Le nouveau StarCraft prend une direction radicalement différente de celle de ses prédécesseurs, mais Blizzard semble vouloir éviter un autre changement : celui du modèle économique. Annoncé à la BlizzCon 2026 comme un FPS en monde ouvert, le jeu est actuellement conçu comme une expérience narrative complète, avec un début, un milieu et une fin.
Dan Hay, directeur créatif et general manager du projet, le décrit comme un « produit boîte. » Les joueurs créeront leur propre personnage, lui donneront un nom et suivront son histoire à travers une campagne qui aura une conclusion définitive. Blizzard précise surtout qu’il ne s’agit pas d’un jeu saisonnier, contrairement à la tendance actuelle des grosses productions multijoueurs.
Cela ne signifie pas pour autant que l’expérience sera linéaire : le monde ouvert permettra d’explorer le secteur Koprulu, de réaliser des quêtes secondaires, récupérer des ressources, améliorer son équipement et revenir plus tard sur une mission particulièrement difficile. Cette structure rappelle forcément Far Cry, ce qui n’est guère surprenant puisque Dan Hay a travaillé sur plusieurs épisodes de la série avant de rejoindre Blizzard.
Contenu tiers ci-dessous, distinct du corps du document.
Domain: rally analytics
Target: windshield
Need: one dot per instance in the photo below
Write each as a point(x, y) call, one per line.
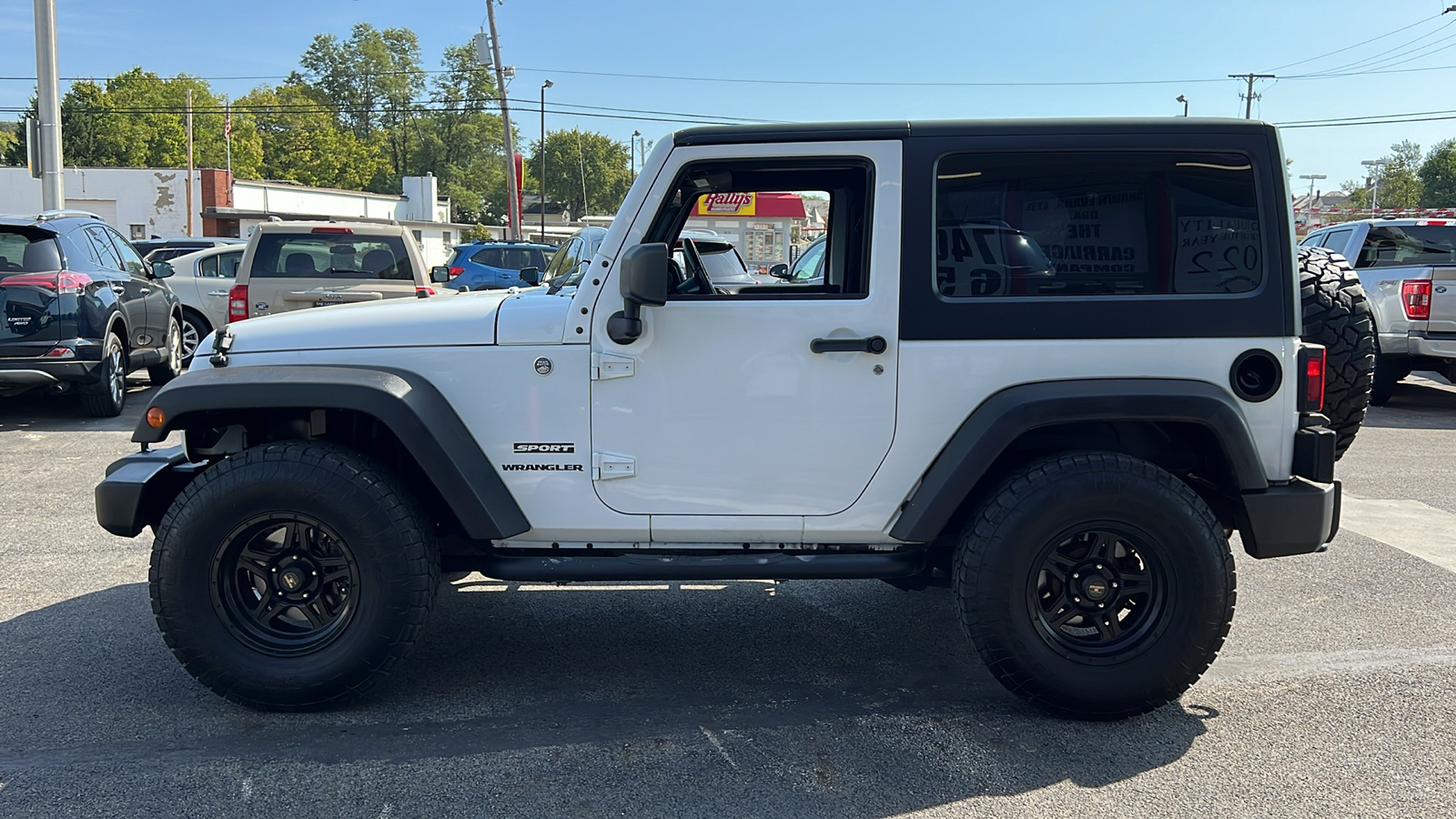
point(310, 256)
point(1390, 245)
point(28, 254)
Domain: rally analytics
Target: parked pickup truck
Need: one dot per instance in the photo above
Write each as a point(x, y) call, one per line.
point(1409, 271)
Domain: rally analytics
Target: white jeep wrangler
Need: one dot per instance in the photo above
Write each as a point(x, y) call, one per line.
point(1052, 365)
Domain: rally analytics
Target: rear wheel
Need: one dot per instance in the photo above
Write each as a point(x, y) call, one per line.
point(1096, 586)
point(1339, 317)
point(194, 329)
point(108, 397)
point(171, 365)
point(293, 576)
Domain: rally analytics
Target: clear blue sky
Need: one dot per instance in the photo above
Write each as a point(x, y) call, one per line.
point(905, 41)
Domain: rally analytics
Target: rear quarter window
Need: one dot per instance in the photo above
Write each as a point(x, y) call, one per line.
point(1069, 225)
point(329, 256)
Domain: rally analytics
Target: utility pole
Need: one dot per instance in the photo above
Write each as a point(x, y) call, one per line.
point(513, 194)
point(189, 162)
point(1249, 96)
point(546, 85)
point(48, 108)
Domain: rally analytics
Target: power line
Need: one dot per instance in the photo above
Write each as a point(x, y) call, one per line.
point(1356, 46)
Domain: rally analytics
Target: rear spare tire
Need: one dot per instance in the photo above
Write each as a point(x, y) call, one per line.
point(1337, 315)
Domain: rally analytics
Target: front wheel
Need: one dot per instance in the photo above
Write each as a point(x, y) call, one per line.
point(1096, 586)
point(293, 576)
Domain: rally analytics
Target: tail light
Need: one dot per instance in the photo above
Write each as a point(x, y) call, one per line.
point(63, 281)
point(238, 303)
point(1416, 296)
point(1310, 378)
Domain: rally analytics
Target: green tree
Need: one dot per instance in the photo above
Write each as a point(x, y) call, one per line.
point(584, 169)
point(373, 79)
point(1438, 175)
point(1400, 181)
point(303, 142)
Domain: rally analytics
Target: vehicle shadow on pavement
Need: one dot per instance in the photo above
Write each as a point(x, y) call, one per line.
point(837, 698)
point(1417, 405)
point(46, 413)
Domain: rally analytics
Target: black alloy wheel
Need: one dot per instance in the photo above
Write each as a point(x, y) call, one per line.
point(284, 583)
point(1098, 593)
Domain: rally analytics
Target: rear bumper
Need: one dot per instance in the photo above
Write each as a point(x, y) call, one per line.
point(40, 372)
point(1292, 519)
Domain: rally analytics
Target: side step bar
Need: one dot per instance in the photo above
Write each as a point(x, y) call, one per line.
point(691, 567)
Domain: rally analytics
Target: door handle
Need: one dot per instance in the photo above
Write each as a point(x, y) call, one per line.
point(875, 344)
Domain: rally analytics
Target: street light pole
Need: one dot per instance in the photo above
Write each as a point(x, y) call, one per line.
point(48, 108)
point(513, 206)
point(546, 85)
point(1375, 188)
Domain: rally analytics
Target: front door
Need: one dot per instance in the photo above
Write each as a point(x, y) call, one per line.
point(756, 402)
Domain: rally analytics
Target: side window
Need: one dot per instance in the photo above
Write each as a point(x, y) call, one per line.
point(728, 222)
point(1337, 241)
point(1096, 225)
point(228, 264)
point(102, 248)
point(130, 259)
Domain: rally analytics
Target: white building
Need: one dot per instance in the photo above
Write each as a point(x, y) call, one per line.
point(153, 201)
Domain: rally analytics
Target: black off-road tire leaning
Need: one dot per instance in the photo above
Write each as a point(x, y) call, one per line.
point(383, 526)
point(172, 366)
point(997, 561)
point(1337, 315)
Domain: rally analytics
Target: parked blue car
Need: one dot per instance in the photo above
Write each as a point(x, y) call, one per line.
point(494, 266)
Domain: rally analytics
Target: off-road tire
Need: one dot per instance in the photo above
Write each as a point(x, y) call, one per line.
point(1001, 560)
point(108, 397)
point(174, 363)
point(385, 530)
point(1337, 315)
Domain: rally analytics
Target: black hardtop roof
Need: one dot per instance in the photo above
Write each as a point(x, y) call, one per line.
point(899, 130)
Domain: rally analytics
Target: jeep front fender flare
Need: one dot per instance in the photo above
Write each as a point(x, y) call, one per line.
point(1016, 410)
point(407, 402)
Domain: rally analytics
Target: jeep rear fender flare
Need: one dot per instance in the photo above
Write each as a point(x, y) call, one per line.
point(1016, 410)
point(407, 402)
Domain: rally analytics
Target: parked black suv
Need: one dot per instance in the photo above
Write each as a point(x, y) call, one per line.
point(80, 310)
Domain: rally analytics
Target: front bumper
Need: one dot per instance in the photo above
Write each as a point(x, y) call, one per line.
point(138, 489)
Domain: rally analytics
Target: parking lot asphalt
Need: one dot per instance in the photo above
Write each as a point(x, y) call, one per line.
point(1332, 695)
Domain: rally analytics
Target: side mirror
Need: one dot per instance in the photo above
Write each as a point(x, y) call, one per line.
point(644, 278)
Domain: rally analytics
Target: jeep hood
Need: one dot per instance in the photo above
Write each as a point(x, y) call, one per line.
point(466, 318)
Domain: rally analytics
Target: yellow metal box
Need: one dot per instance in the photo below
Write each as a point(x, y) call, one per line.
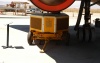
point(49, 23)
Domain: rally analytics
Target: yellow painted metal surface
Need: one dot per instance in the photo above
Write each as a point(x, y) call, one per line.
point(49, 24)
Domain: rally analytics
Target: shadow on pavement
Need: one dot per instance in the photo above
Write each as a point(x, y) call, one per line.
point(24, 28)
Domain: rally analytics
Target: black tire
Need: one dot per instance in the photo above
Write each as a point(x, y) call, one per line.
point(29, 38)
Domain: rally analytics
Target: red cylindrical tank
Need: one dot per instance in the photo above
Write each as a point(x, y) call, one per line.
point(52, 5)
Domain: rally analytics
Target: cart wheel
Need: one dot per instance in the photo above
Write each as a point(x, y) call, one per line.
point(29, 38)
point(66, 38)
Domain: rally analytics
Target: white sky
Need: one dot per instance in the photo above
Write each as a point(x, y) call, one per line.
point(12, 0)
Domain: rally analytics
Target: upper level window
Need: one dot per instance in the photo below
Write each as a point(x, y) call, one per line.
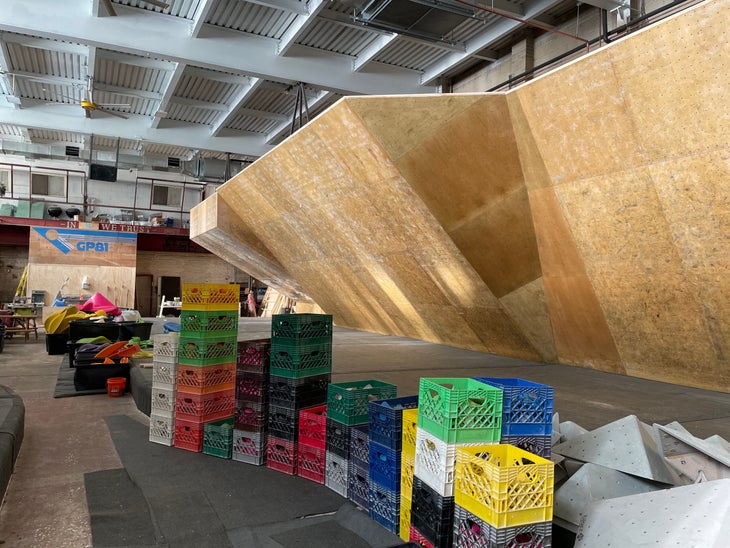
point(5, 182)
point(47, 184)
point(165, 195)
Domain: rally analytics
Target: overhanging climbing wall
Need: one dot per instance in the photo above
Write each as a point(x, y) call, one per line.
point(582, 218)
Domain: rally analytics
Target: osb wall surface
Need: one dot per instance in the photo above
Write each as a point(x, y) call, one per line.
point(581, 218)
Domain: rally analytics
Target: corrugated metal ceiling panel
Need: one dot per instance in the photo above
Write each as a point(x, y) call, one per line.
point(203, 89)
point(251, 18)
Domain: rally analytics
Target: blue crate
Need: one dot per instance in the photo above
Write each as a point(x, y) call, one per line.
point(384, 506)
point(527, 407)
point(385, 420)
point(384, 466)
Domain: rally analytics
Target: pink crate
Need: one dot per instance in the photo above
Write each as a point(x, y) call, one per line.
point(189, 435)
point(311, 462)
point(313, 426)
point(281, 455)
point(205, 407)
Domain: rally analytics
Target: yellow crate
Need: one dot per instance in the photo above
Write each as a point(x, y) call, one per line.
point(504, 485)
point(409, 418)
point(407, 467)
point(198, 296)
point(404, 530)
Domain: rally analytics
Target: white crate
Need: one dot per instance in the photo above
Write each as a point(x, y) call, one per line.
point(164, 374)
point(336, 473)
point(166, 347)
point(249, 447)
point(436, 461)
point(163, 401)
point(162, 429)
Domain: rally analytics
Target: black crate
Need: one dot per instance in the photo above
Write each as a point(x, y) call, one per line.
point(56, 343)
point(298, 393)
point(432, 514)
point(283, 422)
point(338, 438)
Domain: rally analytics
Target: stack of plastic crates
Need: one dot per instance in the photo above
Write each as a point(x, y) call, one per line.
point(164, 383)
point(252, 396)
point(385, 456)
point(503, 497)
point(206, 372)
point(409, 421)
point(301, 370)
point(527, 414)
point(452, 413)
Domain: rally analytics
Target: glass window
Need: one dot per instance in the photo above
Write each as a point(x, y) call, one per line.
point(165, 195)
point(47, 184)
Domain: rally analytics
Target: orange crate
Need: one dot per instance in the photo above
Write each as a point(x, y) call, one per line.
point(193, 379)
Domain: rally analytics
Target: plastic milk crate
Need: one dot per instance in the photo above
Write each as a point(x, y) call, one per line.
point(313, 426)
point(432, 514)
point(195, 351)
point(249, 447)
point(435, 462)
point(527, 407)
point(209, 323)
point(504, 485)
point(471, 531)
point(162, 429)
point(347, 402)
point(294, 360)
point(165, 347)
point(218, 438)
point(253, 355)
point(203, 380)
point(460, 410)
point(201, 296)
point(301, 326)
point(385, 420)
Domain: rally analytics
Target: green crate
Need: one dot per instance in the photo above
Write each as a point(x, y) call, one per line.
point(347, 402)
point(218, 438)
point(458, 410)
point(209, 323)
point(301, 326)
point(196, 351)
point(294, 360)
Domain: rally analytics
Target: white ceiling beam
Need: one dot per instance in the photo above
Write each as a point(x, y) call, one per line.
point(293, 6)
point(195, 103)
point(61, 118)
point(300, 26)
point(167, 38)
point(12, 98)
point(285, 128)
point(70, 46)
point(199, 17)
point(240, 98)
point(373, 50)
point(216, 76)
point(496, 32)
point(173, 77)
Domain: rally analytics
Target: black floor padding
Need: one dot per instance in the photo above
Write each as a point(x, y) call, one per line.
point(118, 510)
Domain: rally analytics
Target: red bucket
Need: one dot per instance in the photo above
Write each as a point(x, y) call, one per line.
point(115, 386)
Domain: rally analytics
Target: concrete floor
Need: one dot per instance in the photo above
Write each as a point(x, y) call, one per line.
point(45, 505)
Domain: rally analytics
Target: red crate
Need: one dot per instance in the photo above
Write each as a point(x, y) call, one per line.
point(193, 379)
point(311, 462)
point(281, 455)
point(189, 435)
point(205, 407)
point(313, 426)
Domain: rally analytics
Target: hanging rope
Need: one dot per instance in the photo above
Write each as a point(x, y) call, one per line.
point(301, 109)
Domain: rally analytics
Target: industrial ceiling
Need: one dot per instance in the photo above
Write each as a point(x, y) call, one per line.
point(187, 78)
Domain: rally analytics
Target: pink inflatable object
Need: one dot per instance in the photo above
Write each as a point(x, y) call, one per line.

Le scénario se déroulera 70 ans après StarCraft II, laissant à Blizzard une liberté considérable pour imaginer l’évolution des factions et introduire de nouveaux personnages. L’équipe veut toutefois conserver l’atmosphère sombre et brutale de la licence, ce que montre clairement la cinématique délicieusement morbide.
Le projet n’est attendu qu’au printemps 2030. D’ici là, beaucoup de choses peuvent encore changer, mais cette orientation est déjà intéressante : après avoir abandonné la stratégie en temps réel, Blizzard ne semble pas vouloir transformer StarCraft en énième service permanent. Le studio tente plutôt de construire un véritable jeu d’aventure dans cet univers, que l’on achète, termine et auquel on peut ensuite revenir par plaisir.